Le moteur du changement social est l'augmentation du volume et de la densité (matérielle ou morale) des sociétés.

B. Le suicide.

Cet ouvrage reprend la question de la cohésion sociale avec notamment l'établissement d'une relation de cause à effet entre les formes de déséquilibre du lien social et le taux de suicide.

Il existe 4 types différents de suicide et deux variables : l'intégration (attachement au groupe) et la régulation (attachement aux règles).
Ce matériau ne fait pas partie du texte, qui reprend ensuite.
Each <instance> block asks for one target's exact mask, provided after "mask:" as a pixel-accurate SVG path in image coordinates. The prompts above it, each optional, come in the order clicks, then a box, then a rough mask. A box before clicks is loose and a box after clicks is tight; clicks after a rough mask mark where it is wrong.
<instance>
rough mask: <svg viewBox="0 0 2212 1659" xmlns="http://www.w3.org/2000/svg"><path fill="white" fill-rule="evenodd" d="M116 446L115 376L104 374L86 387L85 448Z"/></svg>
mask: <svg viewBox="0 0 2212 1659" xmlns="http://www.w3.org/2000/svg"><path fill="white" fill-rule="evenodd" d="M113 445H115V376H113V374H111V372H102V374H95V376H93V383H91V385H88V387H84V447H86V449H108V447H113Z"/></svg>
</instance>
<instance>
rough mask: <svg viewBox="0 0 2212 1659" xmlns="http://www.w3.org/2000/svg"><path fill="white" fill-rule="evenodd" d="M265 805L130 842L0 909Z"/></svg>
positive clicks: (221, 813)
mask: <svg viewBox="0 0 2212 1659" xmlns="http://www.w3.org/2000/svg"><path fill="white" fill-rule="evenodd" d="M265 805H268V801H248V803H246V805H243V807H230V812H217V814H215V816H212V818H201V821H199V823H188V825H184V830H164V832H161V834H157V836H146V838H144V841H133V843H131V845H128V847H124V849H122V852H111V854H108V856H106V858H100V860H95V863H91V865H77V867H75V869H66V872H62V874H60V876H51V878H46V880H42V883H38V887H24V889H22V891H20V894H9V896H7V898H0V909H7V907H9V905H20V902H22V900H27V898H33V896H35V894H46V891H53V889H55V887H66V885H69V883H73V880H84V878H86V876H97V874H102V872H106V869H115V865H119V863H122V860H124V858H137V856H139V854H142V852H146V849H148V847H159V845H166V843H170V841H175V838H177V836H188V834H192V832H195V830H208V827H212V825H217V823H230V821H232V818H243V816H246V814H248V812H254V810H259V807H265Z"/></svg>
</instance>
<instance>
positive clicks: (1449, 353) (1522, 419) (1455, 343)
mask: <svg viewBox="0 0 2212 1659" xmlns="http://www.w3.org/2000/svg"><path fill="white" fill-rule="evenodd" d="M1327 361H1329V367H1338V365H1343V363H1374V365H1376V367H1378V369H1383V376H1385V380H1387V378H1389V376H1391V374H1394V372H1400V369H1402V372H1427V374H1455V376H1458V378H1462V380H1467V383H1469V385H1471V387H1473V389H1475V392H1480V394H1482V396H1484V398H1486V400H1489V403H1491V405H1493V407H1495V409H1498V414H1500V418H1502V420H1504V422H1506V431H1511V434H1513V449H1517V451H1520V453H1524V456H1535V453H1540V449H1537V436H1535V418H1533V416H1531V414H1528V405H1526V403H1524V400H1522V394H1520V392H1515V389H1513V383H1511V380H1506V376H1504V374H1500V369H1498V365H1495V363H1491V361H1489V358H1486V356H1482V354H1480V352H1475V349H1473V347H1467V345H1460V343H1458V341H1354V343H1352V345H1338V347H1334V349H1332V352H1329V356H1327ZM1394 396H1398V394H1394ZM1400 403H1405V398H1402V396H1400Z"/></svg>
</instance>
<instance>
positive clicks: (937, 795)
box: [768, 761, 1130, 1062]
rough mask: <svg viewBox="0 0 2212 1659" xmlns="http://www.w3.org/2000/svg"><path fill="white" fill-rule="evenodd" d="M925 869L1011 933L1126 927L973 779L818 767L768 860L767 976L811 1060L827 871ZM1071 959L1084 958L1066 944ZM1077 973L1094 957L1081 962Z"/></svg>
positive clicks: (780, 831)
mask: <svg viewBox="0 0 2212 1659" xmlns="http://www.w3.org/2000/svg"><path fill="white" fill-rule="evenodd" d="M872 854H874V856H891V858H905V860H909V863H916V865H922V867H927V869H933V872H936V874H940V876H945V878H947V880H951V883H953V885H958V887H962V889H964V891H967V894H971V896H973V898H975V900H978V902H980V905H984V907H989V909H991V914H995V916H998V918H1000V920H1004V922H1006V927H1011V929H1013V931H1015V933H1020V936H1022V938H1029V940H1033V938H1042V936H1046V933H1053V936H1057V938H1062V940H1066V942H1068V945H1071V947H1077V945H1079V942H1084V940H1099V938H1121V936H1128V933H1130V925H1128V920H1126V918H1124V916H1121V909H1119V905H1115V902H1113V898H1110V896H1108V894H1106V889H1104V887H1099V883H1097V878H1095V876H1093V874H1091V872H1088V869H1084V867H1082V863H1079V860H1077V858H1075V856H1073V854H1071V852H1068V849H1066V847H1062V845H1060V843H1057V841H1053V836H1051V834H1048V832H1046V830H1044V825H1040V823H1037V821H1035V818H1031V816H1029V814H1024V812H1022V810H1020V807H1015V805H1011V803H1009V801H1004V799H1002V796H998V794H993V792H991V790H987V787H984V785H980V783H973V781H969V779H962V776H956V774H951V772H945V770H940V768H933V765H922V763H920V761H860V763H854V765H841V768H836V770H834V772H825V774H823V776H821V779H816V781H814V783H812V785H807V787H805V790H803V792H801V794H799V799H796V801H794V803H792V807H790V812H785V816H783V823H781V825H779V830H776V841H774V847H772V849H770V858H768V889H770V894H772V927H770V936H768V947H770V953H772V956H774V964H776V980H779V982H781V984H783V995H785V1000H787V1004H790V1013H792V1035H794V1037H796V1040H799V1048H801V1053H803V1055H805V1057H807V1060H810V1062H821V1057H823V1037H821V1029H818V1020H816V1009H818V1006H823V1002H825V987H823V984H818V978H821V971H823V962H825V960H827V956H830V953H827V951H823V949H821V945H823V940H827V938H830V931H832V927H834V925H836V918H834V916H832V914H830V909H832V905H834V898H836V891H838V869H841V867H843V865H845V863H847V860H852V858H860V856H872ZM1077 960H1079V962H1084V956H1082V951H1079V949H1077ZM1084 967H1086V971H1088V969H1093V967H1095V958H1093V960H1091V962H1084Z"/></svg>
Le suicide altruiste résultant d'une hyperintégration (suicide du militaire), le suicide égoïste résultant d'une hypointégration (suicide du célibataire), le suicide fataliste résultant d'un excès de réglementation (suicide des époux mariés trop jeunes) et le suicide anomique résultant d'une insuffisance de régulation (suicides des crises de prospérité, déception face aux ambitions déçues). Il démontre de même que le taux de suicide est plus élevé en été qu'en hiver, le jour que la nuit en début de semaine plutôt qu'en fin de semaine, c'est à dire au moment où l'activité sociale est la plus intense.

C. Les formes élémentaires de la vie religieuse.

Il définit la religion : "un système de croyances solidaires et de pratiques relatives aux choses sacrées (...) qui unissent en une même communauté morale, appelé Église, ceux qui y adhèrent". Ainsi le monde profane s'opposerait à l'univers du sacré lequel est structuré par des croyances et des rites (totémisme). Nous pouvons remarquer qu'il ne fait aucune allusion à une divinité. Pour lui, l'origine de la religion, c'est la société elle-même. Le sacré incarné dans la réalité sociale est définit comme une mana, une force anonyme. "La société est à ses membres ce que Dieu est à ses fidèles". La religion serait donc une transfiguration de la société.

Dans l'Éducation morale, il développe l'idée selon laquelle, morale et religion étaient indissociables avant que la morale ne s'autonomise et ne se laïcise. Puis, il pose les principes de la morale civique : l'esprit de discipline, l'attachement au groupe, l'autonomie de la volonté (libre acceptation des deux premiers préceptes). C'est l'école qui doit enseigner la morale aux enfants et les transformer en êtres sociaux. En ce sens, le maître est une sorte de prêtre.